Google’s Algorithmic Ideology


This is a scholarly outtake: a passage that no longer fits with the article I wrote it for.

Google was founded by a pair of highly intelligent, Montessori-educated, profoundly optimistic graduate students in computer science who happened also to be extraordinarily lucky in having the right idea at the right time while surrounded by the right people. The company they built bears these personality traits deep in its distributed organizational brain; they are reflected in its hiring decisions, corporate slogans, management processes, technical designs, and even its aesthetics.

Algorithms are the essence of the Google weltanschauung. The company’s success is traceable directly to PageRank, one of the most elegant algorithmic discoveries of the last generation. Five algorithmic values pervade almost everything the company does: automation, scalability, data, information maximalism, and arrogance. They constitute Google’s ideology: the system of ideas that animate its decisions, large and small.

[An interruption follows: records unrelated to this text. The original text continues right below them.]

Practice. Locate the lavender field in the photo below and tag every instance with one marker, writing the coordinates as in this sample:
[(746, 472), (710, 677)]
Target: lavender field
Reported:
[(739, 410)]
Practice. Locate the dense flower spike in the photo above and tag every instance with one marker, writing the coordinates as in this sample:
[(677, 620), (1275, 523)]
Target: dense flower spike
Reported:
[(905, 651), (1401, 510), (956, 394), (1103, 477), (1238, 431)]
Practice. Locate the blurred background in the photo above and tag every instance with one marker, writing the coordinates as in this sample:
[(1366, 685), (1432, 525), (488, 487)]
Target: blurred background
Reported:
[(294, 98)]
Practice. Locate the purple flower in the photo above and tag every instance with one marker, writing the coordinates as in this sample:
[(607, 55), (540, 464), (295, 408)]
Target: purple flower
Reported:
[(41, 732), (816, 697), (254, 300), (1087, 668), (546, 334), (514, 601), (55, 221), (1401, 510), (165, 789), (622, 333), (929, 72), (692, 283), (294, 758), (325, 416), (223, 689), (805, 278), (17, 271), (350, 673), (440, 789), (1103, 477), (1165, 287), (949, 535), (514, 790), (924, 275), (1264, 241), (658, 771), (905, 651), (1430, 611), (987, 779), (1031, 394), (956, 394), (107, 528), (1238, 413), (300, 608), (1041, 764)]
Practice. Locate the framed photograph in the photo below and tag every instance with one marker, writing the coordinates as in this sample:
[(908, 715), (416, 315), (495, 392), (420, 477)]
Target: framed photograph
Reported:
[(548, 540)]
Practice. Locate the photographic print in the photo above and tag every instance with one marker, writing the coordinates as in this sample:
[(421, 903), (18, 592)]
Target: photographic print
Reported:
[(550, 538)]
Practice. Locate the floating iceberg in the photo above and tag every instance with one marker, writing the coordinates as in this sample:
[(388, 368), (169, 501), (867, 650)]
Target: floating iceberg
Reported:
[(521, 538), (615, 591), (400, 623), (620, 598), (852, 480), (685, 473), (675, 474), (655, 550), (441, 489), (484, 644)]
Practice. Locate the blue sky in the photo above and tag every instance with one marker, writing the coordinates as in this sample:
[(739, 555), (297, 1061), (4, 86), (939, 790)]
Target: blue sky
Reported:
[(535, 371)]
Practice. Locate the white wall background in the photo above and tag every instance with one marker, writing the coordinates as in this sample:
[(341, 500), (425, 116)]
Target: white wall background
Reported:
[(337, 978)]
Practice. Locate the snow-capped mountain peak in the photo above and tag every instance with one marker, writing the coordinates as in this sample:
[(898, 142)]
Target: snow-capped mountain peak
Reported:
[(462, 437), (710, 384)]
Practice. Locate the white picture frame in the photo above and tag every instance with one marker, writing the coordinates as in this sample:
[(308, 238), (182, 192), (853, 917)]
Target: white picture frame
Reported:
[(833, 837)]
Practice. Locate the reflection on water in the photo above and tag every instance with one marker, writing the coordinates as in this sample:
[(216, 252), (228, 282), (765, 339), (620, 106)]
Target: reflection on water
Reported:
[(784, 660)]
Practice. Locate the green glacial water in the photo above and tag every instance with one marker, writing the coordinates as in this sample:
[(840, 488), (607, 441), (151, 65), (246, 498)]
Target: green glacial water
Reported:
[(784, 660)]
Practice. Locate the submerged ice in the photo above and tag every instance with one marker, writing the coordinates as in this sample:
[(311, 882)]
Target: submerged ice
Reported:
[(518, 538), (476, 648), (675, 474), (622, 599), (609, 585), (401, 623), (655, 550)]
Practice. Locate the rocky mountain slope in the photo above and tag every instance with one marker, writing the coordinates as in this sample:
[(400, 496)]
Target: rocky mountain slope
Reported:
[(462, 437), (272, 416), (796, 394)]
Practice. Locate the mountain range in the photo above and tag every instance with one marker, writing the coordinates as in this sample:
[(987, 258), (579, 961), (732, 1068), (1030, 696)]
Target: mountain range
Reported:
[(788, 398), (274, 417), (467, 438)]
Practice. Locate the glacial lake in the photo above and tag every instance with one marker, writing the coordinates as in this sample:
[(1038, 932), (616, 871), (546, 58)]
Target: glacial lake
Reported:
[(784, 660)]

Automation: An algorithm is perfectly consistent, free of human biases and mistakes. Google has long disdained manual curation and relied instead on algorithms to identify interesting, important, or dangerous items. The company offers support forums for users to discuss issues with each other, but a regular theme in websites’ Google horror stories is the difficulty of bringing an issue to Google’s attention and getting a meaningful response. Even its hiring decisions have depended on “a series of formulas created by Google’s mathematicians that calculate a score — from zero to 100 — meant to predict how well a person will fit into its chaotic and competitive culture.” Driverless cars are an extreme example of the trend.

Scalability Unsurprisingly for a company whose core product requires making a complete copy of the entire web on a frequent basis, Google is obsessed with scalability. The company does nothing unless it works not just for a few hundred data points but for millions, billions, trillions, or more. It has pioneered new techniques for building massive high-reliability data centers that use of hundreds of thousands of computers. It disdains incremental fixes, preferring to solve the general case whenever possible. This preference for scalability is another reason it is so notoriously difficult to reach actual Google employees for customer service issues—humans don’t scale.

Data: Google is profoundly data-driven. Its access to mountains of data about webpages and searches has given it a strategic edge in understanding the problems of search. It has repeatedly demonstrated the “unreasonable effectiveness of data”: the reason Google’s translation tools are so good is not because the company is dramatically better than generations of researchers at modeling natural language, but rather because it has access to the world’s largest corpus of actual language usage data. Proposed changes to search algorithms are heavily informed by empirical data. At times, this preference for the quantifiable tilts over into absurdity: it picked a toolbar color by testing 41 different shades of blue and seeing which one drew the most user clicks.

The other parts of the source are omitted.